Search This Blog

Sunday, December 3, 2017

What led me to become a Mennonite

53+ years ago, I married Deanna, a young woman I had met two years earlier, just a few days before we both graduated from High school. It was kind of like the old comment, "We went to different high schools together." Her school was some 25 miles away. We met at the skating rink here in our present home town. That building is now a paint store and a Chiropractor's office.

Deanna's mom wanted her three daughters at the skating rink every Saturday evening; sometimes on Fridays as well. It took a few years before I could get my mother-in-law to tell me how it was that they brought the girls in every week; not that I objected the fact. It was simple. She didn't want them dating boys from their home community. She really didn't trust them.

I've always been glad I met my wife for many reasons; our sons, our lives together and more. Right up at the top of my reasons for being glad is the fact that our romance and marriage led me to The Mennonite Church.

I was raised in a very "conservative" church that annually send thousands upon thousands of dollars over-seas to support missionaries places with indigenous Christian people who could have taught us more about Jesus than we ever have taught them. After all, some of the places were right where the Christian Church actually first began; places like Palestine, even Egypt where the Apostle Thomas formed probably the first Christian Church outside of Palestine. However, for all of the money we spent on foreign missions, that church had virtually no emphasis on carrying even a loaf of bread across the street to a needy neighbor -- especially if that neighbor wasn't a member of our own congregation or a sister church in the denomination.

I would often ask about that dis-synchronicity, but I my questions always were often answered with reprimands for questioning the doctrines, or with such as "You'll just have to pray about it."

So it was that in the final weeks of my High School Senior year I was seeking a better set of answers, although I didn't yet understand that I was looking for something totally different for a church. When we married just over two years after we met, we kind of experimented by alternately attending the denomination of my youth and a near-by Mennonite Church.

It didn't take long before I understood that HER church was the answer to those prayers I had been admonished to pray. Just a few months after our marriage, I experienced the joyful mission of helping clean up flood damage about 150 miles from our home. Finally, I had found the opportunity to carry that loaf of bread to a "nearby" someone in need. I had found an opportunity to be in mission here at home.

Years passed before I ever again attended the congregation of my high school youth. I ultimately became educated to a Master of Divinity degree from a Mennonite Seminary. While I never became a pastor, I have been in mission somehow ever since I became Mennonite. I've never gone overseas, and seldom have I even had to go across state lines to serve others. I seldom "preach" in ways that others think of, but I have had more joy in offering just that "cup of water" or loaf of bread to someone -- Christian or non-Christian -- who is in a painful situation.

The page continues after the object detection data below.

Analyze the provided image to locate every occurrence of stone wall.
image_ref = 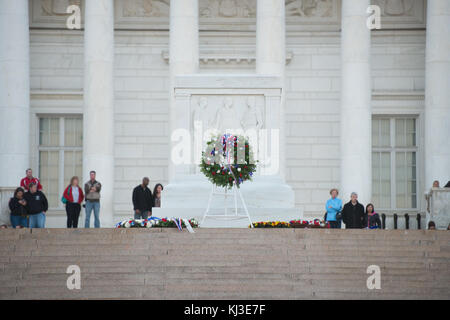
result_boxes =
[30,1,425,225]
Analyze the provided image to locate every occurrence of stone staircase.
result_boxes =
[0,228,450,299]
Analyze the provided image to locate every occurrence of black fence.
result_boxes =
[381,213,422,230]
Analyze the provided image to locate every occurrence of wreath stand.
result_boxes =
[200,175,253,228]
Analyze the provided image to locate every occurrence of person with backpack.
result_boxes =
[61,176,84,228]
[9,187,28,228]
[24,182,48,228]
[325,188,342,229]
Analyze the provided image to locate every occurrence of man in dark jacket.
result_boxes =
[342,192,364,229]
[24,182,48,228]
[133,177,153,219]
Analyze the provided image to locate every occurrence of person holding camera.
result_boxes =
[325,188,342,229]
[342,192,365,229]
[9,187,28,228]
[84,171,102,228]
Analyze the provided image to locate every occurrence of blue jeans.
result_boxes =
[11,215,28,228]
[84,200,100,228]
[30,212,45,228]
[134,210,149,219]
[328,220,341,229]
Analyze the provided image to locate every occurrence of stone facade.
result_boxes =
[0,0,449,225]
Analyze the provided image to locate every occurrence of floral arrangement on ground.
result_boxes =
[249,219,329,229]
[116,217,198,229]
[200,134,256,188]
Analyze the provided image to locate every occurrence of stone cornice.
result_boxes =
[161,50,294,64]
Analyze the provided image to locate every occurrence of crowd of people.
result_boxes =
[324,186,450,230]
[2,169,164,228]
[2,169,450,230]
[324,188,381,229]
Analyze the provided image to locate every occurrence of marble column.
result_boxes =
[256,0,286,178]
[425,0,450,188]
[256,0,286,76]
[339,0,372,203]
[169,0,199,181]
[0,0,30,188]
[83,0,115,227]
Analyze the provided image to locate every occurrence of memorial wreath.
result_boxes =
[200,134,256,189]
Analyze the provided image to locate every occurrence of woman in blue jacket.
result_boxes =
[325,188,342,229]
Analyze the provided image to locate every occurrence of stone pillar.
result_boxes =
[340,0,372,203]
[425,0,450,187]
[83,0,115,227]
[256,0,286,178]
[169,0,199,182]
[0,0,30,188]
[256,0,286,77]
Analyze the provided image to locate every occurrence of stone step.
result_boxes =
[0,228,450,300]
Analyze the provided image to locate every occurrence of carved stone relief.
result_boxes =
[286,0,336,18]
[41,0,81,16]
[372,0,415,16]
[122,0,170,17]
[199,0,256,18]
[191,95,264,132]
[30,0,426,31]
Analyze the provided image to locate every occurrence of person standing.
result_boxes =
[63,176,84,228]
[133,177,153,219]
[325,188,342,229]
[342,192,364,229]
[24,182,48,228]
[84,171,102,228]
[153,183,164,208]
[9,187,28,228]
[363,203,381,229]
[20,168,42,191]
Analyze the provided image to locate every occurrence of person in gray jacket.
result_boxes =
[84,171,102,228]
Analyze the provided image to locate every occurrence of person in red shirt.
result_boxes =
[20,168,42,191]
[63,176,84,228]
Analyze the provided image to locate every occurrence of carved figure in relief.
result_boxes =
[200,0,256,18]
[241,96,264,131]
[214,97,242,133]
[286,0,333,17]
[192,97,211,130]
[123,0,169,17]
[41,0,81,16]
[372,0,414,16]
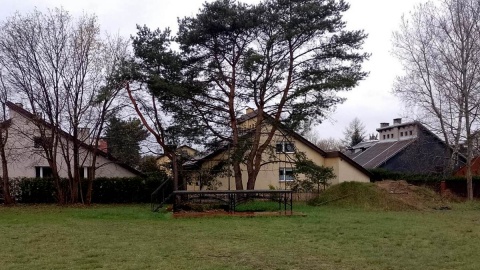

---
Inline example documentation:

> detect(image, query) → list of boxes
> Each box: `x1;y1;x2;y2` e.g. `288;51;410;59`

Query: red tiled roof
6;101;145;177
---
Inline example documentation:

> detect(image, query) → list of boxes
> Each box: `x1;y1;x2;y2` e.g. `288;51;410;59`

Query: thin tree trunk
0;147;14;205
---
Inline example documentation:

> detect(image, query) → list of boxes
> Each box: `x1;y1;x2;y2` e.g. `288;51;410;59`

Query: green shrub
15;177;167;203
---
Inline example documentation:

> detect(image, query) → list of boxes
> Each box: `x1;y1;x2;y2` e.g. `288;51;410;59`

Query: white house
0;102;142;178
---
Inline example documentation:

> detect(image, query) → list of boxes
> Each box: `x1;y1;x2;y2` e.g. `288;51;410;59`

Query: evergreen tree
343;117;366;147
105;116;148;167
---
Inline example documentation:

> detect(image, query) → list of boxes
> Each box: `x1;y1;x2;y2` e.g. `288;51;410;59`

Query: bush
15;177;168;203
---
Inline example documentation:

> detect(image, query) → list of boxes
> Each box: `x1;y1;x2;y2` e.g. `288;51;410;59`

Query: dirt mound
375;180;449;210
310;181;448;211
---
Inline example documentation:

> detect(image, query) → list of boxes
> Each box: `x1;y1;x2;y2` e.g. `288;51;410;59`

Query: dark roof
348;139;416;169
377;121;419;131
185;111;372;177
6;101;145;177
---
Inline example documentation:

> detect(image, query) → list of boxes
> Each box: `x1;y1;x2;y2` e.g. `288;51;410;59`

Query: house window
33;137;52;148
35;166;53;178
276;142;295;153
33;137;42;148
78;167;92;179
278;168;293;181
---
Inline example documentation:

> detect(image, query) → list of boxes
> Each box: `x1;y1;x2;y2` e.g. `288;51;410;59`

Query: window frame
275;141;295;154
278;167;295;182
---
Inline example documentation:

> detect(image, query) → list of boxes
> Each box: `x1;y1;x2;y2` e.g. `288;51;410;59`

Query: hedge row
370;169;480;183
12;177;171;203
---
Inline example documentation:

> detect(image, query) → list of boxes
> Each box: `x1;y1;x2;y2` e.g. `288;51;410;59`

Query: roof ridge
365;141;400;168
374;138;417;168
352;141;380;163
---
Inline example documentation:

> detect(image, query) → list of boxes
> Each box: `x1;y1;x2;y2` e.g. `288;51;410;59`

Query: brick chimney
98;139;108;153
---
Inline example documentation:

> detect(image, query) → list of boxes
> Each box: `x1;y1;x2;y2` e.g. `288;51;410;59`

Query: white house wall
6;106;136;177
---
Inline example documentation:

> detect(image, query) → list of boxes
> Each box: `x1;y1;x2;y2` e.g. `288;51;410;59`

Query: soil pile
310;181;450;211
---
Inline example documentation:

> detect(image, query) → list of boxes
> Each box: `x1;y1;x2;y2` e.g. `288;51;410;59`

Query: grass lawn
0;203;480;269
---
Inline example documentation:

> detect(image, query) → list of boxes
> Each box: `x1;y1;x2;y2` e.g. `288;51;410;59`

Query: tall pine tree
105;116;148;167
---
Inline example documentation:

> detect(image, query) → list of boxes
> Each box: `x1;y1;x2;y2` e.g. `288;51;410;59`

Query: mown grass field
0;203;480;269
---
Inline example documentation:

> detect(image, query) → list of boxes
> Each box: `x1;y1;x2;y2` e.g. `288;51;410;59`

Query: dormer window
275;142;295;153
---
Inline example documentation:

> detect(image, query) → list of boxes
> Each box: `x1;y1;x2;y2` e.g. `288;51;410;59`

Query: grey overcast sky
0;0;424;141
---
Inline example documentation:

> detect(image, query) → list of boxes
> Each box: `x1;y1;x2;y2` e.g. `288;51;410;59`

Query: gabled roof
347;121;463;169
184;111;372;176
6;101;145;177
348;139;416;169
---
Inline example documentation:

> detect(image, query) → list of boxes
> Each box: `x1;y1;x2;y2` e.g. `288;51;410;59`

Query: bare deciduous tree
393;0;480;199
0;9;126;203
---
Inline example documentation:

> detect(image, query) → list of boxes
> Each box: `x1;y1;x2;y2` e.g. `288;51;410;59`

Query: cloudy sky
0;0;424;141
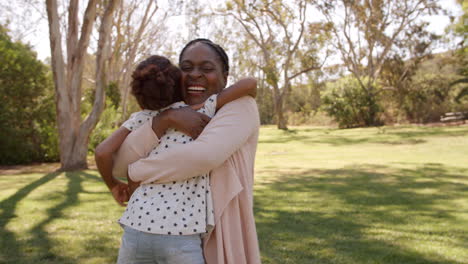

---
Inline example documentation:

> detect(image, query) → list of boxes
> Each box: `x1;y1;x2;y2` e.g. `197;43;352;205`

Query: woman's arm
127;97;260;183
216;78;257;111
113;107;210;177
94;127;130;206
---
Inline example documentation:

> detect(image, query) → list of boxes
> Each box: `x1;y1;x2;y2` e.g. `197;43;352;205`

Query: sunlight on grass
0;126;468;264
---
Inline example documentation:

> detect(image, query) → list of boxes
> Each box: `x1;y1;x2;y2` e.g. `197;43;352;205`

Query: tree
109;0;168;118
317;0;441;126
46;0;119;170
0;26;58;164
223;0;327;129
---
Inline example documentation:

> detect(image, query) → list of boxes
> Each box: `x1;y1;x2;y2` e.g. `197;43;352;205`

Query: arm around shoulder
128;97;260;183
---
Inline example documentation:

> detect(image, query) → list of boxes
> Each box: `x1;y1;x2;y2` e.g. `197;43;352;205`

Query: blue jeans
117;226;205;264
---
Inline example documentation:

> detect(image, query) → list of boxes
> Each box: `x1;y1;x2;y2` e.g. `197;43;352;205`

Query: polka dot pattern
119;95;216;235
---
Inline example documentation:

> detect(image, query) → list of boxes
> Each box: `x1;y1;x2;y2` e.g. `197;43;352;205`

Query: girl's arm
112;107;210;182
216;78;257;111
127;97;260;183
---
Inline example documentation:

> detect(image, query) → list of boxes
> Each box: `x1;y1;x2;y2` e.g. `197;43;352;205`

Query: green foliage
322;76;382;128
88;104;122;155
0;26;59;164
403;73;462;123
0;126;468;264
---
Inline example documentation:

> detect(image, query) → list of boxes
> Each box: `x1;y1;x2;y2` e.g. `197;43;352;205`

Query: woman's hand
153;107;211;139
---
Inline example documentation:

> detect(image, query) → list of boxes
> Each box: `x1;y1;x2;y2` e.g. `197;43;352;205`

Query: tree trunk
46;0;119;171
273;87;288;130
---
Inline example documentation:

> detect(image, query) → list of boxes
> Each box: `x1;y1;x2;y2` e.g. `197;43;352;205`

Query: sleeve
128;96;260;183
112;118;159;178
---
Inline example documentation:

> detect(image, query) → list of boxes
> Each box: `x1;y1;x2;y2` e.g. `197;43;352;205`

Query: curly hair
130;55;182;110
179;38;229;73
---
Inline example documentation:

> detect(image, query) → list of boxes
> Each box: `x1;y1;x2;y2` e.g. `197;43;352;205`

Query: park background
0;0;468;264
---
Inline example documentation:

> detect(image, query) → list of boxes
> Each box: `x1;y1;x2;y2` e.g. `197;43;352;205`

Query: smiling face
179;42;227;105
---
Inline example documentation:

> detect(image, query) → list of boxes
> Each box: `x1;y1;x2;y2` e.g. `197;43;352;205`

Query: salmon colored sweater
113;96;260;264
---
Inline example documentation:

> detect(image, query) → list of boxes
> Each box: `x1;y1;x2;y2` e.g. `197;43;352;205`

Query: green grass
0;126;468;264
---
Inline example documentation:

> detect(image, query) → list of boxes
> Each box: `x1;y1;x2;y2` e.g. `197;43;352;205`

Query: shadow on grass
0;172;59;263
255;164;468;264
0;172;113;264
259;127;468;146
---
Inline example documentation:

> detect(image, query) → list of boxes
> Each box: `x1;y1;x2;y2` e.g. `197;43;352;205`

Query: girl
95;56;256;263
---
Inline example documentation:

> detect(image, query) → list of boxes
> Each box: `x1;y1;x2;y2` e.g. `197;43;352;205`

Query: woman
113;39;260;264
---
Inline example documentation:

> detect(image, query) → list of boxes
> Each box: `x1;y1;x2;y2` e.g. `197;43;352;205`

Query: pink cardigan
114;97;260;264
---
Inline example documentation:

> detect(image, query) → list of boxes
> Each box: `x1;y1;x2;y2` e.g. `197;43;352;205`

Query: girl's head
131;55;182;110
179;39;229;105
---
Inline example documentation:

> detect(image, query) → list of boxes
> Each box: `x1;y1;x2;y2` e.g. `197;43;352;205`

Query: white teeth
187;86;206;92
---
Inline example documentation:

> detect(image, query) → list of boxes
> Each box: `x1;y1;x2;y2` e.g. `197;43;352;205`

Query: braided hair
130;55;182;110
179;38;229;73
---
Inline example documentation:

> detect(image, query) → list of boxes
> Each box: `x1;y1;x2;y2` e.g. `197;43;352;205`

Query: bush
0;26;59;165
322;76;382;128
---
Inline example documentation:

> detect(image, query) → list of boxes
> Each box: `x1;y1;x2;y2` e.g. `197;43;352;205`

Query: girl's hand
159;107;211;139
190;103;205;111
111;182;130;207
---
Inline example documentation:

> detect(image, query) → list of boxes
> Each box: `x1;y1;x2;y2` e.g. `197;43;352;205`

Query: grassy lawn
0;126;468;264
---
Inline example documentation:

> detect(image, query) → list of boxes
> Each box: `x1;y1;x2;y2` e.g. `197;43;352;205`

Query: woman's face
179;42;227;105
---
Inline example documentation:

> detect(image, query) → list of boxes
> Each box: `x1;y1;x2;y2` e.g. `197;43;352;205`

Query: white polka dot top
119;95;216;235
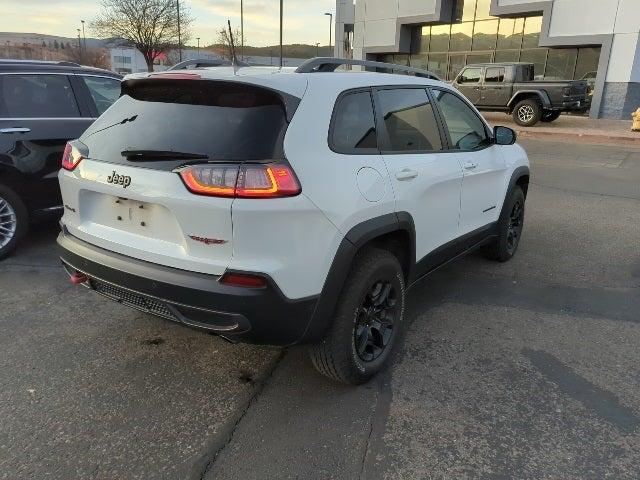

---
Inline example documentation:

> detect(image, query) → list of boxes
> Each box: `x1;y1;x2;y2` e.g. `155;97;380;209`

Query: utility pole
80;20;87;53
176;0;182;61
325;13;333;57
280;0;284;68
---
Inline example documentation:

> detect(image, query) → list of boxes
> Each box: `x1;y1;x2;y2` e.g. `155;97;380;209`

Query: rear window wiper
121;150;209;162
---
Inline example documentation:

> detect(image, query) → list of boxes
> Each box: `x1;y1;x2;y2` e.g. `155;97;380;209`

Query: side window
433;89;490;150
331;92;378;153
0;74;80;118
81;75;120;115
458;68;482;83
484;68;504;83
378;88;442;152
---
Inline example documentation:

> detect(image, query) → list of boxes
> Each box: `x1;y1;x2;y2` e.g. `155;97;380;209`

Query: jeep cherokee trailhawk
58;59;529;384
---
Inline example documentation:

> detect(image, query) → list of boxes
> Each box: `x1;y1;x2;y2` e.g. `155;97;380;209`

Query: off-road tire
0;185;29;260
483;186;525;262
540;111;561;123
309;248;405;385
513;98;542;127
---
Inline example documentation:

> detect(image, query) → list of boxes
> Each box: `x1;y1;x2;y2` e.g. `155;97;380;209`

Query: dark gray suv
0;60;121;258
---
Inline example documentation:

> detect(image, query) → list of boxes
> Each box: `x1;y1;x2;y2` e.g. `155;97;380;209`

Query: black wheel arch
500;166;531;218
507;90;551;113
301;212;416;343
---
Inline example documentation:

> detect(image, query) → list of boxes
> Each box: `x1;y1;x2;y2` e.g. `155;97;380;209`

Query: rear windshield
81;79;298;162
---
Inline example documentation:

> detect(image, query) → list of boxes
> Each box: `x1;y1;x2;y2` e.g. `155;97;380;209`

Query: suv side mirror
493;127;518;145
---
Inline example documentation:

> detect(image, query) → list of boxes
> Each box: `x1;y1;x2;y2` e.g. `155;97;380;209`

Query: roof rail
0;58;82;67
296;57;440;80
168;58;249;70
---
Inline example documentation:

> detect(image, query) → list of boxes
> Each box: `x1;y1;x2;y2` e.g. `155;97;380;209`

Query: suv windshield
81;79;298;162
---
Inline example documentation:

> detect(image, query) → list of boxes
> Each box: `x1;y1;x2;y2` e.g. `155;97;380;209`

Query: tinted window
484;68;504;83
433;90;489;150
0;74;80;118
379;88;442;152
332;92;378;152
82;76;120;115
458;68;482;83
82;79;288;162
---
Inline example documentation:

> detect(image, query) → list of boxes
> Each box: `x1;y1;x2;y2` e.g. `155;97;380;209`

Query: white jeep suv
58;59;529;384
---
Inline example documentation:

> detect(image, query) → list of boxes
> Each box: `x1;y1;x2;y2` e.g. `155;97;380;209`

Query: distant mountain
0;32;107;48
207;43;333;58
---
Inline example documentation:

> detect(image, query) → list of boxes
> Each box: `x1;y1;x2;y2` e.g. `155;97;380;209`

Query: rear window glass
0;74;80;118
82;79;288;162
332;92;378;153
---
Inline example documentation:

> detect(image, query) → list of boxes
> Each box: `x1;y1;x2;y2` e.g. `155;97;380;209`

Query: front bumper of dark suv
58;228;318;346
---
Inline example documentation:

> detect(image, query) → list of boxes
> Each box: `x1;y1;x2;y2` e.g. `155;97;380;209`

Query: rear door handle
462;162;478;170
396;168;418;180
0;127;31;133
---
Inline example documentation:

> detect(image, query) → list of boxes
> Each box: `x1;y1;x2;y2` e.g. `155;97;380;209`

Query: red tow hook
69;272;89;285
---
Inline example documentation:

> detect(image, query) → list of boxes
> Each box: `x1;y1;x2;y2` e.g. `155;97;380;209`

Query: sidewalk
483;112;640;147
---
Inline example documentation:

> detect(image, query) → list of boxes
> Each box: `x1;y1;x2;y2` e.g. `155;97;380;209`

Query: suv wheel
540;111;560;123
484;187;525;262
513;98;542;127
309;248;405;385
0;185;28;259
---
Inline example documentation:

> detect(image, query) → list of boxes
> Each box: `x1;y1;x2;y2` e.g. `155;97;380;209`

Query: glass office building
378;0;600;80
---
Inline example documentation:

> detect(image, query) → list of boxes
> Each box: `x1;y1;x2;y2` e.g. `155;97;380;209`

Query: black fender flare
498;166;530;221
507;90;551;110
301;212;416;343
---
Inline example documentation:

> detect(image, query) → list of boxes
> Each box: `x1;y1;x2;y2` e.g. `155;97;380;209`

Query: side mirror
493;127;518;145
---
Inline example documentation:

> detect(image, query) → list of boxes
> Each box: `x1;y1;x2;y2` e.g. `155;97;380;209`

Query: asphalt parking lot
0;140;640;479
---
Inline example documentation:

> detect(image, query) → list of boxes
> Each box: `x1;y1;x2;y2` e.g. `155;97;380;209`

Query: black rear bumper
58;231;318;346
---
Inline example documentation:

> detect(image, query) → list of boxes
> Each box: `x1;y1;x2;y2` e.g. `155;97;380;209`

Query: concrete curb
516;128;640;147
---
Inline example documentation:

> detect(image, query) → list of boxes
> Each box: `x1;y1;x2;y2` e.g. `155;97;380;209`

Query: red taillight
62;143;84;171
220;273;267;288
180;164;301;198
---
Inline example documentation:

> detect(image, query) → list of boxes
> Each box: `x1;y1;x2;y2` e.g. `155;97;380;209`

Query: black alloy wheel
507;201;524;255
353;281;398;362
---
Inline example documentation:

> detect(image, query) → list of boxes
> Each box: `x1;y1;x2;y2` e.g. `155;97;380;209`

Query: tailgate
60;159;233;275
60;77;297;275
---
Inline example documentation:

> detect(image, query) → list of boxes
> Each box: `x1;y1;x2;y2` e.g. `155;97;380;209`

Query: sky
0;0;335;46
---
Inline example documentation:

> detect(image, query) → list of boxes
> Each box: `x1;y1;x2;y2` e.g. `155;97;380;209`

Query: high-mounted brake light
62;142;84;171
179;164;301;198
149;72;202;80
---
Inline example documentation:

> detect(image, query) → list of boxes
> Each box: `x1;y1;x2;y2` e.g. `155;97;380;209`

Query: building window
473;20;498;50
378;7;600;85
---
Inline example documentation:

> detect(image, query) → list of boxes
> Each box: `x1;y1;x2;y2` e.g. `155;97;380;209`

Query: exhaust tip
69;272;89;285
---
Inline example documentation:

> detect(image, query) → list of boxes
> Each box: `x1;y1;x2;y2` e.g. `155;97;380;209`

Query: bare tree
91;0;192;72
216;27;247;60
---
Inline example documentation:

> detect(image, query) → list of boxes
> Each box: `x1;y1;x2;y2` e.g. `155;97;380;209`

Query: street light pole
77;28;83;63
80;20;87;53
325;13;333;57
280;0;284;68
176;0;182;61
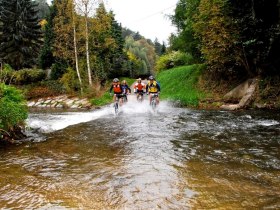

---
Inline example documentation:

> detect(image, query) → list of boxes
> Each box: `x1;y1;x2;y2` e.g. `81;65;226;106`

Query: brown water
0;102;280;210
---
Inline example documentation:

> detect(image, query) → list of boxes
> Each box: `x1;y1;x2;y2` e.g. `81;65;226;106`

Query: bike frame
150;93;158;109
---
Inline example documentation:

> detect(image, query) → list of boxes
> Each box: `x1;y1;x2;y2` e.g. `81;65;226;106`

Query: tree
231;0;280;76
193;0;237;74
0;0;42;70
76;0;97;86
169;0;201;61
39;3;56;69
35;0;50;20
54;0;83;93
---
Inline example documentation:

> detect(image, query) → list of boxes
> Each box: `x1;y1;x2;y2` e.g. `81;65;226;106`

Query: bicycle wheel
114;101;119;114
151;96;157;110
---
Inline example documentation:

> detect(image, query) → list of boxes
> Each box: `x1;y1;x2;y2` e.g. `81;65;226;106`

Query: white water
27;95;171;133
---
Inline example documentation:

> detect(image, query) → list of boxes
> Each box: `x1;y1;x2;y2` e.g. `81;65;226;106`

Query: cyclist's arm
157;83;160;92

There was a story I heard early in our marriage about St. Francis of Assisi (I believe). He took a younger brother at the monastery on a trip into town to preach about Jesus. They walked in one side of town, then to the opposite side and returned without stopping and without any exchange of words. As they were leaving town to return to the monastery, the younger brother said, "Brother Francis, I thought we were going to town to preach about Jesus? When do we start?"

St Francis replied simply, "We just did."

Now, 53 years later I am still married to Deanna, and I am still Mennonite.